Ronny Scherer is Professor of Educational Assessment and Measurement and Director of the Centre for Educational Measurement (CEMO) at the University of Oslo's Faculty of Educational Sciences, a position he assumed in 2025. He concurrently serves as Co-Director of the Centre for Research on Equality in Education (CREATE) since 2023. His career trajectory at the University of Oslo encompasses prior appointments as Professor of Educational Assessment and Data Analysis at the Institute for Educational Research (ILS) from 2018 to 2019, Senior Researcher at CEMO in 2018, and Postdoctoral Researcher at CEMO from 2014 to 2018. Earlier, he held a Postdoctoral Researcher position at Durham University in the UK and Humboldt-Universität zu Berlin in Germany in 2013, following his doctoral studies in Chemistry Education at Humboldt-Universität zu Berlin from 2008 to 2012.

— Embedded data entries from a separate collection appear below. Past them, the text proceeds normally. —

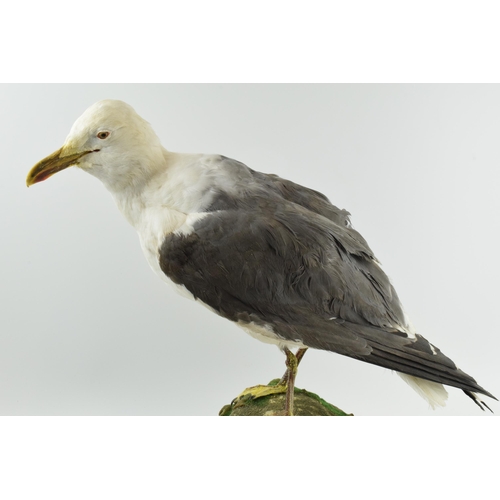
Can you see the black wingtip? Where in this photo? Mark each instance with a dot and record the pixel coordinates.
(479, 402)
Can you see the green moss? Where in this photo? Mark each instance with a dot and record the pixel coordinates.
(305, 404)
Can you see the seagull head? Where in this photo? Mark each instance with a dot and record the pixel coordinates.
(110, 141)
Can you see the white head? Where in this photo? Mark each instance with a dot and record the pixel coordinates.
(110, 141)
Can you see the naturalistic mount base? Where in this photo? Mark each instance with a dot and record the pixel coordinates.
(269, 400)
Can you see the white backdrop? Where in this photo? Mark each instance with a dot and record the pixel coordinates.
(87, 329)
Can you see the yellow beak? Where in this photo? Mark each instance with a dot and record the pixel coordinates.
(52, 164)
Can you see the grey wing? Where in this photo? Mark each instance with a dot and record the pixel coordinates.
(283, 257)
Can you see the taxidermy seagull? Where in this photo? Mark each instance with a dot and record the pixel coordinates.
(276, 258)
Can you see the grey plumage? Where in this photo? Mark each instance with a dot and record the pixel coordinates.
(276, 254)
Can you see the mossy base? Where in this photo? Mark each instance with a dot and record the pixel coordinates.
(305, 404)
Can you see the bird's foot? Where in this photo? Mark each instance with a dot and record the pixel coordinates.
(257, 391)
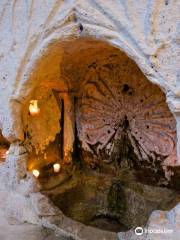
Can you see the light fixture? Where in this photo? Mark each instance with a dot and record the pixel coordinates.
(36, 173)
(33, 107)
(56, 167)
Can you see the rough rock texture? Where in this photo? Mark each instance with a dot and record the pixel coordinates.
(31, 36)
(148, 32)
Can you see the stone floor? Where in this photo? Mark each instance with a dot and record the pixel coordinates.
(25, 232)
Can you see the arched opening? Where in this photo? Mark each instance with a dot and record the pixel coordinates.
(110, 131)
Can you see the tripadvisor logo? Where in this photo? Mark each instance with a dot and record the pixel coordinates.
(139, 231)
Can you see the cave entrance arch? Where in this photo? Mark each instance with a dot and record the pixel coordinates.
(117, 121)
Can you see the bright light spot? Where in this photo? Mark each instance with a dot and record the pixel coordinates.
(57, 167)
(36, 173)
(33, 107)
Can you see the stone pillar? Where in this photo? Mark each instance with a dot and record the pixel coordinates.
(174, 105)
(69, 126)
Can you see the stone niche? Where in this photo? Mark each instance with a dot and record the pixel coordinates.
(111, 131)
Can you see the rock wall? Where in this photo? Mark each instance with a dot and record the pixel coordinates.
(148, 32)
(31, 33)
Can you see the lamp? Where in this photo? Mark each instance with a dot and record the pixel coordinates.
(33, 107)
(36, 173)
(56, 167)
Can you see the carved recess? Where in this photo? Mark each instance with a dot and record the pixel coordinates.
(122, 117)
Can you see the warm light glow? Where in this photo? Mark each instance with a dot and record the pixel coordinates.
(57, 167)
(33, 107)
(36, 173)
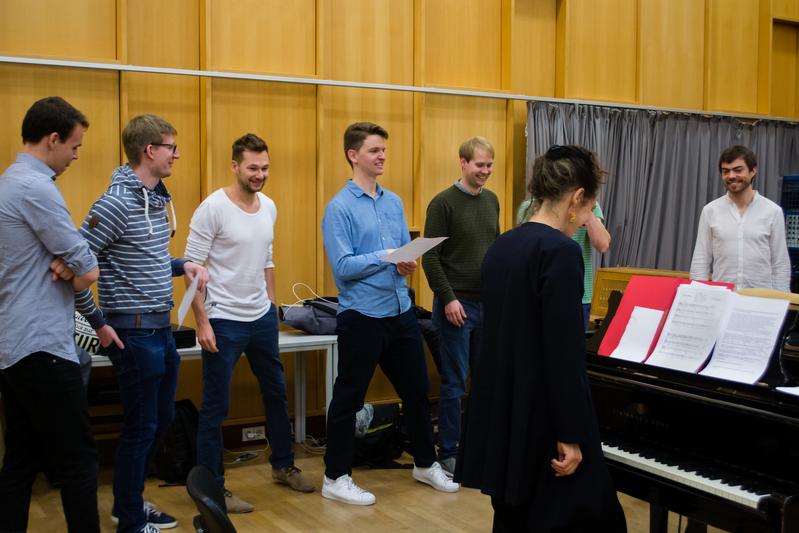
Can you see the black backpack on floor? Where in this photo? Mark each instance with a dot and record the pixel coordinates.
(383, 442)
(177, 452)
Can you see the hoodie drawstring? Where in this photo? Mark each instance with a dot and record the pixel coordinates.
(174, 219)
(147, 213)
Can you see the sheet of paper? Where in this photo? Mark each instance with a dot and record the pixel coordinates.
(638, 335)
(691, 329)
(747, 338)
(185, 303)
(413, 249)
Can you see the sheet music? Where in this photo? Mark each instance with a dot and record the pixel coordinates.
(692, 327)
(413, 249)
(789, 390)
(747, 338)
(185, 303)
(638, 335)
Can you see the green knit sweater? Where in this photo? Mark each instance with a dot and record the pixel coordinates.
(471, 223)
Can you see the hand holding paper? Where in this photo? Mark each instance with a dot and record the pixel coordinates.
(185, 303)
(413, 249)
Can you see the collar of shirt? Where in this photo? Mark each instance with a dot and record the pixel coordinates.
(37, 164)
(460, 187)
(355, 189)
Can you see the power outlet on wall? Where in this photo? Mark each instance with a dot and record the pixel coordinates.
(253, 433)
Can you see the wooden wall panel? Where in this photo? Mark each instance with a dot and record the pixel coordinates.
(163, 34)
(176, 99)
(285, 117)
(270, 36)
(375, 46)
(460, 43)
(672, 53)
(95, 94)
(597, 56)
(732, 63)
(533, 47)
(533, 33)
(78, 29)
(786, 9)
(448, 121)
(783, 85)
(338, 108)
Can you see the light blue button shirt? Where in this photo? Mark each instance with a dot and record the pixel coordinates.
(36, 313)
(357, 230)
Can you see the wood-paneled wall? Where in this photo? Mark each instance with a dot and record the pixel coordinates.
(721, 55)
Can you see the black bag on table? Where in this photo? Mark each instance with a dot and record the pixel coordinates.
(316, 316)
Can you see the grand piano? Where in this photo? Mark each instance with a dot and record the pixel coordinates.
(717, 452)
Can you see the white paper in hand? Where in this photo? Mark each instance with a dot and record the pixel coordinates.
(185, 303)
(413, 249)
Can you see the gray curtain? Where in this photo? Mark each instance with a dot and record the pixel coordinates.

Scherer's scholarly work emphasizes the interplay of measurement, assessment, and evaluation across research syntheses, complex sampling surveys, and educational equality. Key substantive foci include digital divides, equity and equality in education, and assessing complex cognitive abilities such as complex problem solving, adaptability, computational thinking, and executive functioning. His methodological expertise spans advanced meta-analytic approaches like cumulative, multivariate, multilevel, and spatial meta-analysis; meta-analytic structural equation modeling; machine learning-informed meta-analysis; multilevel structural equation modeling; and spatial analysis of data from international assessments including PISA, ICILS, TIMSS, PIRLS, PIAAC, and TALIS. Among his prolific outputs are highly cited papers such as 'The technology acceptance model (TAM): A meta-analytic structural equation modeling approach to explaining teachers’ adoption of digital technology in education' (2019), 'Profiling teachers' readiness for online teaching and learning in higher education: Who's ready?' (2021), 'Unpacking teachers’ intentions to integrate technology: A meta-analysis' (2019), and recent contributions like 'Unraveling gender disparities in teachers’ technological pedagogical and content knowledge: A large-scale meta-analytic review' (2026) and 'Teacher-Student Relationships and Student Outcomes: A Systematic Second-Order Meta-Analytic Review' (2025), amassing over 17,000 citations on Google Scholar and shaping advancements in educational psychometrics and large-scale assessment.